Thus it is plausible, though far from proven, that fertilizer runoff could result in increased proliferation of phytoplankton, leading to increased absorption of sunlight and, potentially, higher sea surface temperatures. In addition, there are other paths by which energy might be released, such as water vaporization, storms, current changes, etc.
Figure 1. Stamnes and Jin Estimate of Oceanic Heating Rate for a Clear Day at the
Summer Solstice for Clear Seawater.10
Summer Solstice for Clear Seawater.10
Figure 2. Stamnes and Jin Estimate of Oceanic Heating Rate for a Clear Day at the
Winter Solstice for Turbid (1 g/cm3) Seawater.10
IMPLICATIONS
The hypothesis presented here is supported only by first order calculations which carry very large uncertainties. A number of substantial refinements could be proposed to attempt to make a better estimate. In particular, there may be ways to resolve the issue via experimental observations and analysis of existing data bases. To that end, the following suggestions are proposed as means to distinguish between observed temperature fluctuations can be due to CO2-induced greenhouse warming, or to some sort of ocean warming effect such as the effect theorized here. Specifically,
a. One of the effects of greenhouse warming is to mitigate cooling at night. Allthough separating the effects of humidity and cloud cover is problematic, a study of the historical record might show significant night (air temperature) warming for recent years if greenhouse-type warming is the dominant effect.

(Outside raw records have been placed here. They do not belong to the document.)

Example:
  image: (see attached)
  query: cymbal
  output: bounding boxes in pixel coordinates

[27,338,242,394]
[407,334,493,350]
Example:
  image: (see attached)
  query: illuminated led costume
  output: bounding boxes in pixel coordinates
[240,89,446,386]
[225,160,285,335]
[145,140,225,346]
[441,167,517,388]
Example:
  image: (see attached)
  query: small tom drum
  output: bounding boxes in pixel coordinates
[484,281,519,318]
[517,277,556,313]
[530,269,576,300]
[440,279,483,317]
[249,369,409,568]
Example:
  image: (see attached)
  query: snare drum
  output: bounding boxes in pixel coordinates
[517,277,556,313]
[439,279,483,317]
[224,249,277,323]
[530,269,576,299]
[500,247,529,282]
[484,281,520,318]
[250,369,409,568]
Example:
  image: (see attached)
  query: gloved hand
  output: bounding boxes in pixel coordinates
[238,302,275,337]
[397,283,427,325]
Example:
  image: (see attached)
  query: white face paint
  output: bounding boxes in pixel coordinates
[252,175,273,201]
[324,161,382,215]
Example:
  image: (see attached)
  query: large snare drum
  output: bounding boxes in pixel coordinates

b. If solar absorption in the ocean were being enhanced, this would show a larger
daily temperature rise under sunlit conditions, compared to the same measurement of decades past. The latter effect is likely to be on the order of a few percent of the total daily temperature change.
c. Comparison of sea surface temperature (SST) with marine air temperature
(MAT) should show that SST increase is a larger increase than MAT if the “greenhouse from below” ocean warming hypotheses is correct. Conversely, if CO2-induced greenhouse hypothesis is correct, the temperature increase should be observed primarily in the atmosphere, and the increase in MAT might be larger than the increase in SST.
d. SST should be correlated with regions of high algae growth. Moreover, fertilizer runoff is more strongly associated with the northern hemisphere than the southern hemisphere, so the global temperature rise might be more pronounced in the northern hemisphere than the southern hemisphere, as perhaps suggested by Figure 3.
e. Sampling of seawater at different locations and depths would allow direct experimental measurement of extinction coefficient as a function of phytoplankton concentration. This may be relevant to the claimed degradation of coral reefs, if the solar flux has diminished as a function of depth as hypothesized here.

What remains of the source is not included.